Review: Love and Monsters (2020)

This film crept up on us ... and we watched it on Netflix the other night ... it's a revelation!

It starts with a nice Zombieland vibe with a narration and animations from our genial hero, Joel Dawson (Dylan O'Brien) who is living in a bunker with a group of friends. An asteroid has wiped out most life on Earth and caused reptiles and insects to grow to giant size and prey on the humans. In the bunker, all but Joel have paired up, leaving him lonely and with only kitchen duties to look forward to as he freezes up when attacked.

Joel decides that he needs to go and find a girl called Aimee (Jessica Henwick) who he was separated from when the humans first fled from the enlarged amphibians. So he sets off alone, armed only with his trusty bow and arrows. Along the way to the beach, where he knows Aimee is from her brief radio contact, he is rescued from a monster's nest by Clyde Dutton (Michael Rooker) and Minnow (Ariana Greenblatt) and makes a friend in a dog called Boy. There are monsters large and small and eventually he arrives at the beach only to find that Aimee and her colony have been 'rescued' by an Australian called Cap (Dan Ewing) ... but all is not as it seems.
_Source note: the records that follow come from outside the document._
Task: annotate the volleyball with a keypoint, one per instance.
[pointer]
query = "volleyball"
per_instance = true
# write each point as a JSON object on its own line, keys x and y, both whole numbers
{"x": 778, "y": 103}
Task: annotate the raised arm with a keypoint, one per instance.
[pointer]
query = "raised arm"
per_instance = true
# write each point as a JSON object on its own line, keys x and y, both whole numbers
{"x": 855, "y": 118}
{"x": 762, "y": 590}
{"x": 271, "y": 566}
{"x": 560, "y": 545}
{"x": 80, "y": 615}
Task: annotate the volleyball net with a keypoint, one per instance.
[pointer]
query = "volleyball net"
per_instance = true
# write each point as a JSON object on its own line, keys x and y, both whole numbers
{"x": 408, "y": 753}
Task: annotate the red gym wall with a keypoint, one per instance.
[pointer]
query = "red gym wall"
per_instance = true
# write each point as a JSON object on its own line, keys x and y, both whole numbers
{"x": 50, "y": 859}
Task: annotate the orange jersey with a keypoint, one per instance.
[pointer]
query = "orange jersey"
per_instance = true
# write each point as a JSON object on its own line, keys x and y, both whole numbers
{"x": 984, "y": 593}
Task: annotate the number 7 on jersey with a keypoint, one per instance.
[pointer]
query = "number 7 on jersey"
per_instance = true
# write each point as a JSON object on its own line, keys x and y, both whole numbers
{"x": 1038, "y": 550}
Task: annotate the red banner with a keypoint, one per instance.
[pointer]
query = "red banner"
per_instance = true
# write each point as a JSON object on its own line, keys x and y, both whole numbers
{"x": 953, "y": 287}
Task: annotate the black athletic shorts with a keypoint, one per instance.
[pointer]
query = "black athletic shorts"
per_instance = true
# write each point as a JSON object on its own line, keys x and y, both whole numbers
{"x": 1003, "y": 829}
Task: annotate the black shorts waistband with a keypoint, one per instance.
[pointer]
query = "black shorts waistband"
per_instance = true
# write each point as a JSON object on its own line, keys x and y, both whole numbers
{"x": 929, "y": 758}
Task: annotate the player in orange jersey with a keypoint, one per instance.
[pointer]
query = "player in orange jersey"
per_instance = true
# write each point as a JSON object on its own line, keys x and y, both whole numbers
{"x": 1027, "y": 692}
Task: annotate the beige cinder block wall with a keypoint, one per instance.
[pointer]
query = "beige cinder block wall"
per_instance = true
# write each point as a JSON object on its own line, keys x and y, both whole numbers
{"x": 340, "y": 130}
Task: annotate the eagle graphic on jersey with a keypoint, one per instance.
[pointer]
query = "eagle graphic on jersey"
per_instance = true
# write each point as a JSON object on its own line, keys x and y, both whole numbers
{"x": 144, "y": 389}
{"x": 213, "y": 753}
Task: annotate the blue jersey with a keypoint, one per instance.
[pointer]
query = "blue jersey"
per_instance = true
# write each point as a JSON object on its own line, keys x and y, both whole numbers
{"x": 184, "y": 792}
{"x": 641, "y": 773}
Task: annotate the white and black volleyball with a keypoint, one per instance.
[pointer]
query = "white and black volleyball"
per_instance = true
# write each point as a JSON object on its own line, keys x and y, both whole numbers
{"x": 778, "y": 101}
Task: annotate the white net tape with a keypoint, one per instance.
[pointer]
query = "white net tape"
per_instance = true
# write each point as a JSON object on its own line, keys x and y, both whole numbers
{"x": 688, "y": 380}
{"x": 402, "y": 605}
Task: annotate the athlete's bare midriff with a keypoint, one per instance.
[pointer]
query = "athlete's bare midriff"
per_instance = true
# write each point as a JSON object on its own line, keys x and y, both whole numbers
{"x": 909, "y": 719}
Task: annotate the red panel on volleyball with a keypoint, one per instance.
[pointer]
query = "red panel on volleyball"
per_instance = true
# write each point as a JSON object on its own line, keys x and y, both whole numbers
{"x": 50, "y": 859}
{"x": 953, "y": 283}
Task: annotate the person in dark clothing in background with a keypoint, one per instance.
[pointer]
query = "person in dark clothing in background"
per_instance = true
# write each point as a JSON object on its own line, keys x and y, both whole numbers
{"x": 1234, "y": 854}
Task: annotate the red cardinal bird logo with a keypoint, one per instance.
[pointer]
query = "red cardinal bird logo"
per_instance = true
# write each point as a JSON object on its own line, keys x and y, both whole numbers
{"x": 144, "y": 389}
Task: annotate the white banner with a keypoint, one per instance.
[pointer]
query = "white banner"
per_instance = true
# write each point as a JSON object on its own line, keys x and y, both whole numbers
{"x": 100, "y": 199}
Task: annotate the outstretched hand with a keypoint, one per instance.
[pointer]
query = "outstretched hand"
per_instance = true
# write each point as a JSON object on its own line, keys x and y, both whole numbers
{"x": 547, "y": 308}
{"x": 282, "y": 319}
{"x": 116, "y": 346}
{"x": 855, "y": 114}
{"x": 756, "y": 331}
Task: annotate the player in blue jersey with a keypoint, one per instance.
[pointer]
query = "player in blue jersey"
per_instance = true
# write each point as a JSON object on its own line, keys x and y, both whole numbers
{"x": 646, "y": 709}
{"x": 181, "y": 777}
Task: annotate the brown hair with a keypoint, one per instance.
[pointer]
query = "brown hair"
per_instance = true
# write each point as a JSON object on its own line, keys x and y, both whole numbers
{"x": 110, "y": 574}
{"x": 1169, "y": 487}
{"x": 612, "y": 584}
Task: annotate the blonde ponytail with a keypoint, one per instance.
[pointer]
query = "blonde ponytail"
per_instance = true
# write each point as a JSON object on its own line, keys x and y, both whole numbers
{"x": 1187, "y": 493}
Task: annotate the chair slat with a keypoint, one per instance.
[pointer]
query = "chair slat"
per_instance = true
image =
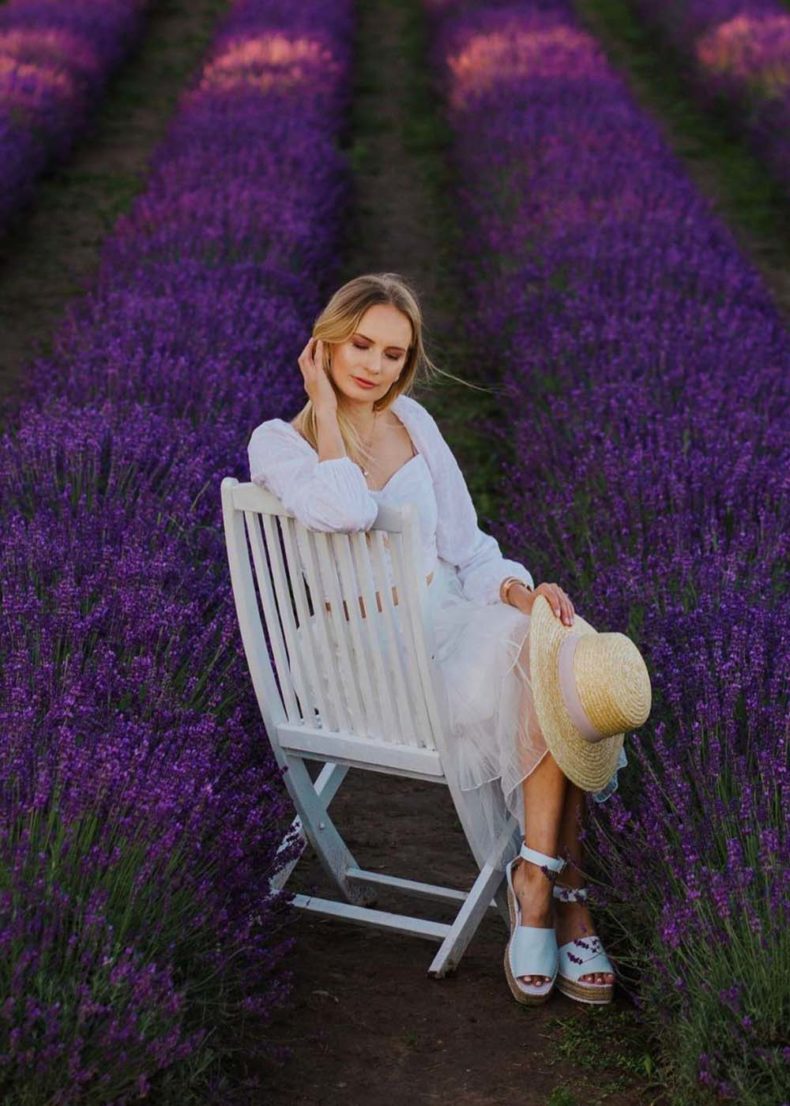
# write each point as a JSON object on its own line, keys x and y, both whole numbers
{"x": 372, "y": 720}
{"x": 414, "y": 629}
{"x": 283, "y": 587}
{"x": 391, "y": 623}
{"x": 307, "y": 649}
{"x": 339, "y": 604}
{"x": 270, "y": 614}
{"x": 338, "y": 716}
{"x": 382, "y": 682}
What I liked most about Love and Monsters is that it presents a straightforward character in an extraordinary situation ... and just about managing to muddle through it all. There is a great deal of charm in the script by Brian Duffield and Matthew Robinson, and director Michael Matthews makes it all sing. The monsters are superbly realised. They look real and horrific, and move in ways which make your flesh creep. It's a marvellous tour de force of CGI and really does not disappoint.

As the film progresses, so much of it becomes simply charming. I loved the sequence with the active robot, giving Joel a glimpse of his parents again; the dog is incredible, acting so well on cue and stealing the show; the giant crab at the end, echoing what Joel had been told earlier ... and so on. Everything is worked for here, and the characters and the effects mesh seamlessly together to create a very believable narrative.

It's a hugely enjoyable film, with a nice feelgood ending, and I can see that it's one which we might need to return to.